Ya, itu pengaruh darah Queenza yang pernah diminumnya secara rutin untuk menyembuhkan luka akibat hukuman dari kaum guardian. Chenna sama sekali tidak menyesal. Dia malah bersyukur rasa sakit yang dideritanya selama berhari-hari akhirnya menghilang.

Sementara itu jauh dalam hati, Kingsley terus bertanya-tanya apa akibat menghilangnya kekuatan Chenna pada Queenza sendiri. Kalau dulu, efeknya langsung terlihat jelas. Kekuatan yang Queenza serap dari orang yang meminum darahnya langsung bisa Queenza gunakan sebagai kekuatannya sendiri. Tapi kini, tidak ada yang terjadi. Dan terkadang itu membuat Kingsley waswas seperti menunggu bom waktu.
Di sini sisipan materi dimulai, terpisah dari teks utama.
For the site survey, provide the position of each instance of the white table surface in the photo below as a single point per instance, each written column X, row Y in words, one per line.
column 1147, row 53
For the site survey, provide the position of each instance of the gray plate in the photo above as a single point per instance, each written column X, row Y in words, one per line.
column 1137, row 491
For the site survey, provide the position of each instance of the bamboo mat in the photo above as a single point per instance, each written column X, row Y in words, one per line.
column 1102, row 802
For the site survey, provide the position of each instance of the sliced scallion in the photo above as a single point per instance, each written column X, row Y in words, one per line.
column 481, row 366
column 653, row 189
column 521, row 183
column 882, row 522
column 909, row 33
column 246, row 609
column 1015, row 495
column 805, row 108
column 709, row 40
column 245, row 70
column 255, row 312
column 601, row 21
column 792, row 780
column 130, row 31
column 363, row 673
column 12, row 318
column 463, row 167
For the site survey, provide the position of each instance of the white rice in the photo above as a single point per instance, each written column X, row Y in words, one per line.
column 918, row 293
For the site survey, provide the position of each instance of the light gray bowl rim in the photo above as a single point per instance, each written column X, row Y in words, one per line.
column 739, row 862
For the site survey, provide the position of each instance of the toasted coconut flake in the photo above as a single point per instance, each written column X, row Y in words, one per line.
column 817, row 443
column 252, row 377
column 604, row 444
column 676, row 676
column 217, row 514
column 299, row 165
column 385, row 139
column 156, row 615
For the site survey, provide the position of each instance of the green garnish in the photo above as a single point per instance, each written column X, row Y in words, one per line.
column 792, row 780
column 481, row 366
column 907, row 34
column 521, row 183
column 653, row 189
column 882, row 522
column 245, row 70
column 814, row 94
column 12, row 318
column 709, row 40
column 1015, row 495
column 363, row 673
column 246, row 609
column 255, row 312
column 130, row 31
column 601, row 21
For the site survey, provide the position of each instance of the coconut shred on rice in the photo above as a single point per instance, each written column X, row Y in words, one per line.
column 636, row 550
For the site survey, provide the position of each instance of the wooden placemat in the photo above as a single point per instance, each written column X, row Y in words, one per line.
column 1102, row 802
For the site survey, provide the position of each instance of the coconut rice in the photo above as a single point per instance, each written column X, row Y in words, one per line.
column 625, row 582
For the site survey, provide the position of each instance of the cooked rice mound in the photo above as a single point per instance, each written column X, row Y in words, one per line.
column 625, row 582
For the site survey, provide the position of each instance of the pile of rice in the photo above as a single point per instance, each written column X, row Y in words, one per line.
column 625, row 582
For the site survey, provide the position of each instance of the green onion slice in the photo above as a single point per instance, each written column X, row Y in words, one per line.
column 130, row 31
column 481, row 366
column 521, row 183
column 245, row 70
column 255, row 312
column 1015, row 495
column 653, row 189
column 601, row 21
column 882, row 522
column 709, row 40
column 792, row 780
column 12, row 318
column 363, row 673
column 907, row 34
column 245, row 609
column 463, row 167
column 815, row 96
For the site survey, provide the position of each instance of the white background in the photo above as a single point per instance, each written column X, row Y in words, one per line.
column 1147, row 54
Kingsley tidak berhenti berjalan karena ruang yang biasanya dijadikan ruang pertemuan ada di bagian belakang rumah besar Jervis. Yang membuat Queenza bingung, semua orang yang tadinya ada di ruang tamu dan ruang tengah mengikuti mereka berdua dari belakang, seperti pasukan yang siaga menjaga pemimpin mereka.
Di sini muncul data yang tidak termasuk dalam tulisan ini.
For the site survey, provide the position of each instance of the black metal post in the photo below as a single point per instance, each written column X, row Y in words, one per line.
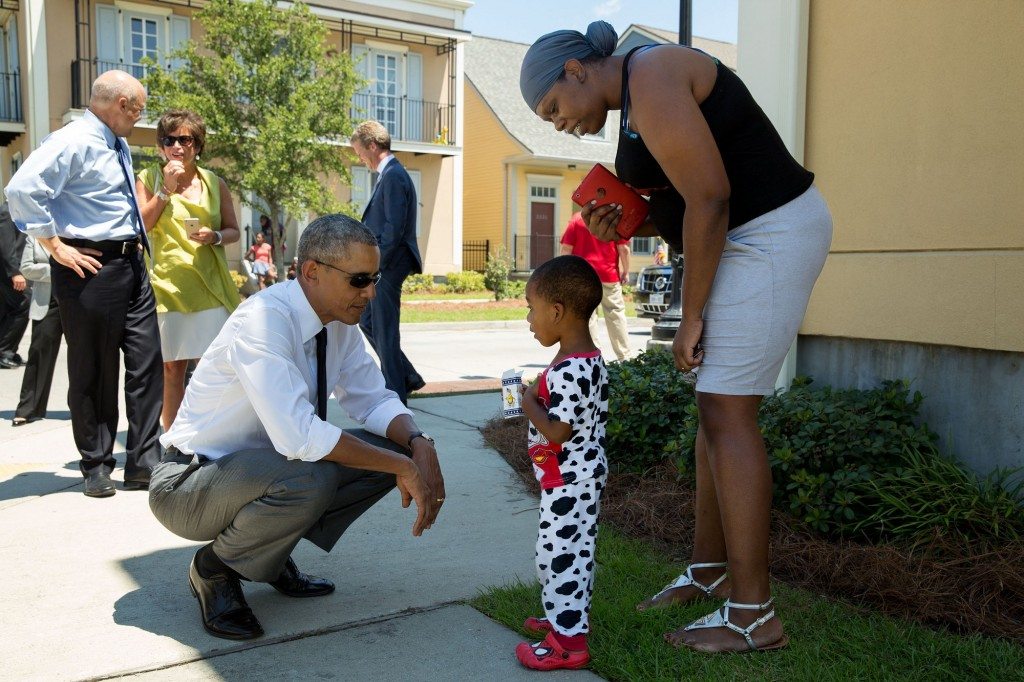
column 665, row 328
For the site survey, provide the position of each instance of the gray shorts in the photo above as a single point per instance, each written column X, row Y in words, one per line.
column 760, row 294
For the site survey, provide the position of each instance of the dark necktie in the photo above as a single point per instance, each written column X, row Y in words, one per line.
column 125, row 162
column 322, row 374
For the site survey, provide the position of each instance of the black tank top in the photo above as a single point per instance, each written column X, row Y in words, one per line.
column 763, row 175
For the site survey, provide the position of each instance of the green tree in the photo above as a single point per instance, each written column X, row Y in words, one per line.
column 276, row 102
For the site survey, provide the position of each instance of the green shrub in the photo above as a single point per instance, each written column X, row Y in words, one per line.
column 461, row 283
column 496, row 274
column 418, row 284
column 930, row 496
column 648, row 403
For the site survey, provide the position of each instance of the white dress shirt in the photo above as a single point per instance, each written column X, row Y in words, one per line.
column 255, row 387
column 73, row 186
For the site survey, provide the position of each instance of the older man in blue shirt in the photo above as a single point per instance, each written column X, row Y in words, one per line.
column 76, row 196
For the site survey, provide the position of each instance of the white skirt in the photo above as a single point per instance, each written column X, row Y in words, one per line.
column 760, row 295
column 186, row 335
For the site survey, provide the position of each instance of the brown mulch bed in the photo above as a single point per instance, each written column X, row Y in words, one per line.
column 944, row 585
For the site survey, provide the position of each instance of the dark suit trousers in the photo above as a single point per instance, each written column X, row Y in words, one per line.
column 380, row 324
column 46, row 335
column 13, row 315
column 102, row 315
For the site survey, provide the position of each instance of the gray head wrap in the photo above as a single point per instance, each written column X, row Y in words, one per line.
column 546, row 58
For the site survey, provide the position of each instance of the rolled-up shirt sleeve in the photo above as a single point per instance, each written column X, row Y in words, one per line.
column 264, row 364
column 360, row 389
column 38, row 182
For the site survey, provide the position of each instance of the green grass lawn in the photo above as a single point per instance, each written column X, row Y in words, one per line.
column 828, row 640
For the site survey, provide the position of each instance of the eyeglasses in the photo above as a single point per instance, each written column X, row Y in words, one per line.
column 169, row 140
column 359, row 280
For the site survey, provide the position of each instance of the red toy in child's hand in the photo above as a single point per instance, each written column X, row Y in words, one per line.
column 601, row 185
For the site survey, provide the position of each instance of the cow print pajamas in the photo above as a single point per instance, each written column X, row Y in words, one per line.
column 574, row 391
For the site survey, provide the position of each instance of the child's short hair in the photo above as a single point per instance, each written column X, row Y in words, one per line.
column 569, row 281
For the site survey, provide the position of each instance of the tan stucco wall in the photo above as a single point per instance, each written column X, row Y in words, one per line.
column 913, row 130
column 486, row 145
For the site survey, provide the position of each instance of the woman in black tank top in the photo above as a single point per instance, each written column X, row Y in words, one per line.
column 691, row 129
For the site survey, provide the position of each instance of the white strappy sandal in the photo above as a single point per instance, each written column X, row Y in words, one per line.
column 720, row 619
column 687, row 580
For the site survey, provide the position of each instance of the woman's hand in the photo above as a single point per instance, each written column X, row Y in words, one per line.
column 173, row 171
column 204, row 236
column 686, row 344
column 602, row 220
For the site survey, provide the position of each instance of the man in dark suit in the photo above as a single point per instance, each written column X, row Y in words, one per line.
column 13, row 291
column 390, row 214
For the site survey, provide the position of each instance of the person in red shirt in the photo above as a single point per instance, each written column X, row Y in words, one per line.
column 611, row 260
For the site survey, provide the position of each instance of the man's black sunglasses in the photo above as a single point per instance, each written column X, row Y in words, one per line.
column 169, row 140
column 359, row 280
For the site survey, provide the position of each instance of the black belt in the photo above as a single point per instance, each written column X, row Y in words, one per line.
column 172, row 454
column 116, row 247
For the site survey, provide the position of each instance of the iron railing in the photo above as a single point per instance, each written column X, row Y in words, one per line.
column 408, row 120
column 10, row 97
column 475, row 255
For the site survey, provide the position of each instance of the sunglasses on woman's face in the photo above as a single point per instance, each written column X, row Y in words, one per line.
column 358, row 280
column 169, row 140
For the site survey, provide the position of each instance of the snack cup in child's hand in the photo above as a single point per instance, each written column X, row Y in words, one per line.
column 512, row 393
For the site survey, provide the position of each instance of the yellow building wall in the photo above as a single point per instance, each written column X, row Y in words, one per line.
column 913, row 130
column 485, row 145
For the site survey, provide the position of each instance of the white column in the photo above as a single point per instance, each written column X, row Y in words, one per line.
column 37, row 91
column 772, row 61
column 457, row 160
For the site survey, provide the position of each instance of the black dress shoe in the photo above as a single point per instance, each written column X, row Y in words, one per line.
column 98, row 484
column 294, row 583
column 222, row 606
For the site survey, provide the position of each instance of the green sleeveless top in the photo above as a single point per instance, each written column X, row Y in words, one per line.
column 186, row 275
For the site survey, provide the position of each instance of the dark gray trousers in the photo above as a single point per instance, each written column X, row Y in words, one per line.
column 255, row 505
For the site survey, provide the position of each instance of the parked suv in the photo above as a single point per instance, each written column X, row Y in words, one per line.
column 653, row 291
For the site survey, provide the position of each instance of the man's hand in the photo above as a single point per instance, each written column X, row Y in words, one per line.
column 80, row 260
column 414, row 488
column 601, row 220
column 425, row 458
column 204, row 236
Ruang pertemuan yang dimaksud mirip ruang rapat dalam perusahaan. Ada meja panjang dan kursi-kursi yang berjejer. Mengingat banyaknya orang di luar, Queenza pikir tempat itu juga penuh orang. Tapi ternyata hanya dua orang di sana. Jervis dan satu lagi orang yang berdiri membelakangi pintu masuk, menatap taman belakang kediaman Jervis.

"Yang Mulia," Jervis langsung menyapa seraya membungkuk begitu menyadari kedatangan Kingsley dan Queenza.

Sementara itu orang yang masih membelakangi mereka tampak menegang namun tak membalikkan tubuh.

Kingsley mengangguk singkat sebagai tanggapan atas sapaan Jervis. Lalu dia menoleh ke arah Queenza, "Tunggu sebentar," kata Kingsley seraya melepas tangan Queenza yang digenggamnya dengan wajah yang tampak--penuh emosi.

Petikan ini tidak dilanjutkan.